Cover of: Pattern recognition algorithms for data mining | Sankar K Pal

Pattern recognition algorithms for data mining

scalability, knowledge discovery and soft granular computing
  • 244 Pages
  • 0.47 MB
  • 2170 Downloads
  • English
by
Chapman & Hall/CRC , Boca Raton, Fla
Data mining, Pattern recognition systems, Computer algorithms, Granular comp
StatementSankar K. Pal and Pabitra Mitra
ContributionsMitra, Pabitra, PhD
Classifications
LC ClassificationsQA76.9.D343 P38 2004
The Physical Object
Paginationxxix, 244 p. :
ID Numbers
Open LibraryOL17140222M
ISBN 101584884576
LC Control Number2004043539

Pattern Recognition Algorithms for Data Mining addresses different pattern recognition (PR) tasks in a unified framework with both theoretical and experimental results. Tasks covered include data condensation, feature selection, case generation, clustering/classification, and rule.

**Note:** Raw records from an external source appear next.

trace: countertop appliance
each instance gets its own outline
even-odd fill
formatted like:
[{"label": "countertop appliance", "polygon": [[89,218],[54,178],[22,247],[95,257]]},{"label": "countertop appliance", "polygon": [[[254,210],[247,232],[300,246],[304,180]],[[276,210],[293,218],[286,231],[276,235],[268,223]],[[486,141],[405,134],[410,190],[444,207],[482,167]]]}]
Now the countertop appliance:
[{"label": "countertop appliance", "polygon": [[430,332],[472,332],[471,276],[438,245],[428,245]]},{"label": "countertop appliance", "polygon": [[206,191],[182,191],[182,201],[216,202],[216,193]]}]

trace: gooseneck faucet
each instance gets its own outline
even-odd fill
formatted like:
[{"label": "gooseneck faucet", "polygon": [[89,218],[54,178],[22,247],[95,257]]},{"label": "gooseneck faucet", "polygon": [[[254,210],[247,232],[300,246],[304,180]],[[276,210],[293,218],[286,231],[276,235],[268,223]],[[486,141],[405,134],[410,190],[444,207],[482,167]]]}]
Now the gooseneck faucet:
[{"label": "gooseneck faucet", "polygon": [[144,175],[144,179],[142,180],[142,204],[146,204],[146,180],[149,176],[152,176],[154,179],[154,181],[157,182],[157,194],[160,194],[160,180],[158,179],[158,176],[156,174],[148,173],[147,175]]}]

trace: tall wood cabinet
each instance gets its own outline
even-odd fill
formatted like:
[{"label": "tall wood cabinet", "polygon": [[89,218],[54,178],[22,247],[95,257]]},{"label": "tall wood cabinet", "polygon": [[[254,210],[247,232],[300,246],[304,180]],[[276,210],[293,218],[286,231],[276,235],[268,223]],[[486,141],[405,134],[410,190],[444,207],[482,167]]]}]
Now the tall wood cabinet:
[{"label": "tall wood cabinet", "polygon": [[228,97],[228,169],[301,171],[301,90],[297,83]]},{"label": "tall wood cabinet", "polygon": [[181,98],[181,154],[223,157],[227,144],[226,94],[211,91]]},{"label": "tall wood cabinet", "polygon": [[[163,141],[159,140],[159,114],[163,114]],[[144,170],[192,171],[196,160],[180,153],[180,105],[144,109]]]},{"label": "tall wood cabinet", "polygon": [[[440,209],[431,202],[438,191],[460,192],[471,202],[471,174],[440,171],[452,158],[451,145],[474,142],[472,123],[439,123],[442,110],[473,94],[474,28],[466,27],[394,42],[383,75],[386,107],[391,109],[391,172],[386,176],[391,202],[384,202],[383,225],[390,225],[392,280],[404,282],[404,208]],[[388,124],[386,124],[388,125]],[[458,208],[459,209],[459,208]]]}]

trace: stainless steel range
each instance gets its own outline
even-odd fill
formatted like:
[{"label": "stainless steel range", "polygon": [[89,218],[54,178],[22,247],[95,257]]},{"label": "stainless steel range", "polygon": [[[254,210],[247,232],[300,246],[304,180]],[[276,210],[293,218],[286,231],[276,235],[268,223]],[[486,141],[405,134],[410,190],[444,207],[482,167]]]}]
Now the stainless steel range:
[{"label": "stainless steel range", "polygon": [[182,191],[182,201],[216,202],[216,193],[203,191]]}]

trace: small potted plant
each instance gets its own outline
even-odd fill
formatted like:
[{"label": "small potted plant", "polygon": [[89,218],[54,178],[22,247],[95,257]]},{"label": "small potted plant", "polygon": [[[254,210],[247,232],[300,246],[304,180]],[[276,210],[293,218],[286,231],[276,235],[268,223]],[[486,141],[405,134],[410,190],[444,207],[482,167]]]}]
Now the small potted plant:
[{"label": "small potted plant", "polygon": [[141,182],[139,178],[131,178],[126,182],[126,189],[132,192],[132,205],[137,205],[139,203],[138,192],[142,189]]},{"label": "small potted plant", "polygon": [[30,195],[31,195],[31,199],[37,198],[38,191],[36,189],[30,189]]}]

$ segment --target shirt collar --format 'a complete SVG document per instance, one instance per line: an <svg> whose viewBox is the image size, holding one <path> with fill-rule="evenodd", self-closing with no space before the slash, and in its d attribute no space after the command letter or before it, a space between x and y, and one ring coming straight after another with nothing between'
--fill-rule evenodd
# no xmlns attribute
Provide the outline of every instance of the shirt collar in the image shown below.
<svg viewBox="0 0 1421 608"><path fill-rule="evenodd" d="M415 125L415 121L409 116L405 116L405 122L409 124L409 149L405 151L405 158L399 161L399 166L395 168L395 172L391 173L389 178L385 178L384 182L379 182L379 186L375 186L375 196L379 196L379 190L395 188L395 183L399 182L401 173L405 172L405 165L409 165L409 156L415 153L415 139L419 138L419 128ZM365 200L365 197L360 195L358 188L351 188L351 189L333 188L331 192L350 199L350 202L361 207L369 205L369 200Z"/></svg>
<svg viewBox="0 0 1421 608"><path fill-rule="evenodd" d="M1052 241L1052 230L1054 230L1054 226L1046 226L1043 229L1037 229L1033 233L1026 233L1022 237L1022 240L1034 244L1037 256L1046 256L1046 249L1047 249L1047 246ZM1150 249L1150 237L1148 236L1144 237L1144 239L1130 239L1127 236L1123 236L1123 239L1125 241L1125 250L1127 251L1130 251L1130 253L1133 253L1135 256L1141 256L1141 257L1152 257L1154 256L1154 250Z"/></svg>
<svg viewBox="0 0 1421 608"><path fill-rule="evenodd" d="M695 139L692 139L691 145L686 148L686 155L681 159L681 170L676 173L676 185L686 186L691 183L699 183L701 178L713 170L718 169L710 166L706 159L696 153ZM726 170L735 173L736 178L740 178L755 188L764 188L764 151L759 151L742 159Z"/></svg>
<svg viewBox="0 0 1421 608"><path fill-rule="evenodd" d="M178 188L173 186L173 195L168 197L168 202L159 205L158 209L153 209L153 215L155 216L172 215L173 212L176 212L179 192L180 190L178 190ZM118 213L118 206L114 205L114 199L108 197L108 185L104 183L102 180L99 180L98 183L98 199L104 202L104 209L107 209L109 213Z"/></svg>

Naturally, the data mining and pattern recognition repertoire is quite limited: I have chosen problem areas that are well suited for linear algebra techniques.

In order to use intelligently the powerful software for computing matrix decompositions available in MATLAB, etc., some understanding of the underlying algorithms is necessary. An accompanying book with Matlab code of the most common methods and algorithms in the book, together with a descriptive summary and solved examples, and including real-life data sets in imaging and audio recognition.

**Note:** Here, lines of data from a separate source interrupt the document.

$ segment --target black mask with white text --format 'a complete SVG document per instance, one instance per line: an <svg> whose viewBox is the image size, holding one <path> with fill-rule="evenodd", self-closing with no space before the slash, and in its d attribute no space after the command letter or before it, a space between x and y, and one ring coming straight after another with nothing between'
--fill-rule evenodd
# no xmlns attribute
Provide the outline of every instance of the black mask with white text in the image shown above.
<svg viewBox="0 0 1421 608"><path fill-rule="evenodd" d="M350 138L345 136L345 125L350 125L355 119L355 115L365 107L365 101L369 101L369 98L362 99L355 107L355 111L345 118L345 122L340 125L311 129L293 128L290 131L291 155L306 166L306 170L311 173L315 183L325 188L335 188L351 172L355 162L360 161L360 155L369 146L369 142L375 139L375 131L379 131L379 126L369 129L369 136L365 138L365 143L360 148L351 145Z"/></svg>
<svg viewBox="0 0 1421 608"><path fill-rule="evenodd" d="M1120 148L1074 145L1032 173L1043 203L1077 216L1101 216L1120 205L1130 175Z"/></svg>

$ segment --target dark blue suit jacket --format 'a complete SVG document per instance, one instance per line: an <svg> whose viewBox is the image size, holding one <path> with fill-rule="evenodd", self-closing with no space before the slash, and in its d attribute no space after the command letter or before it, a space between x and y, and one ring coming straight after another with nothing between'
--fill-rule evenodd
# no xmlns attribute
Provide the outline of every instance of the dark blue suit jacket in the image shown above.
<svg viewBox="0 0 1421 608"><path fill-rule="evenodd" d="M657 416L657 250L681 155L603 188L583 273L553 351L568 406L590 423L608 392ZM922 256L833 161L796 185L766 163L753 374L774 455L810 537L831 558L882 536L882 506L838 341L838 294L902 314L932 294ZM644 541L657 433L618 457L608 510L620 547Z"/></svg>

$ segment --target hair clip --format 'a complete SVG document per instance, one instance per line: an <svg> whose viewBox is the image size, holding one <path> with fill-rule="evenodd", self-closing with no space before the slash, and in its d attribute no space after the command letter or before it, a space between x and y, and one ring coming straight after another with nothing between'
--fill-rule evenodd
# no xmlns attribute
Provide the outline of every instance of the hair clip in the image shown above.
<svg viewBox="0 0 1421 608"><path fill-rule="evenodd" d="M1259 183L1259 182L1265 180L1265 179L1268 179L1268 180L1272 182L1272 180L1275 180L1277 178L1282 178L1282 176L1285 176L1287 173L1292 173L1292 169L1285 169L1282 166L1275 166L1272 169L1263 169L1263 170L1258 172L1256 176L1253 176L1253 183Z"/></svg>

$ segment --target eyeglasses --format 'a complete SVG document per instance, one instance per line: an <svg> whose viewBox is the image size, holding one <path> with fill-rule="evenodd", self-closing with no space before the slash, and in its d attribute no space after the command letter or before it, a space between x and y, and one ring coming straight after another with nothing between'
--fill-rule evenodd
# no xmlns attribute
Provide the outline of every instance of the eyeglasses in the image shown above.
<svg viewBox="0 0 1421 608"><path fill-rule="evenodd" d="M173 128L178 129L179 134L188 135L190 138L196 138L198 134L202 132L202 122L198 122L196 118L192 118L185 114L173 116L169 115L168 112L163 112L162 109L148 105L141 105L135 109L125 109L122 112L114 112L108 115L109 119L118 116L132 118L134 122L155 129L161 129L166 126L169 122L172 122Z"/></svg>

The companion book is available separately or at a special packaged price (Book ISBN: Package ISBN: ). A new approach to the issue of data quality in pattern recognition Detailing foundational Pattern recognition algorithms for data mining book before introducing more complex methodologies and algorithms, this book is a self-contained manual for advanced data analysis and data mining.

Top-down organization presents detailed applications only after methodological issues have been mastered, and step-by-step. Pattern Recognition Algorithms for Data Mining addresses different pattern recognition (PR) tasks in a unified framework with both theoretical and experimental results.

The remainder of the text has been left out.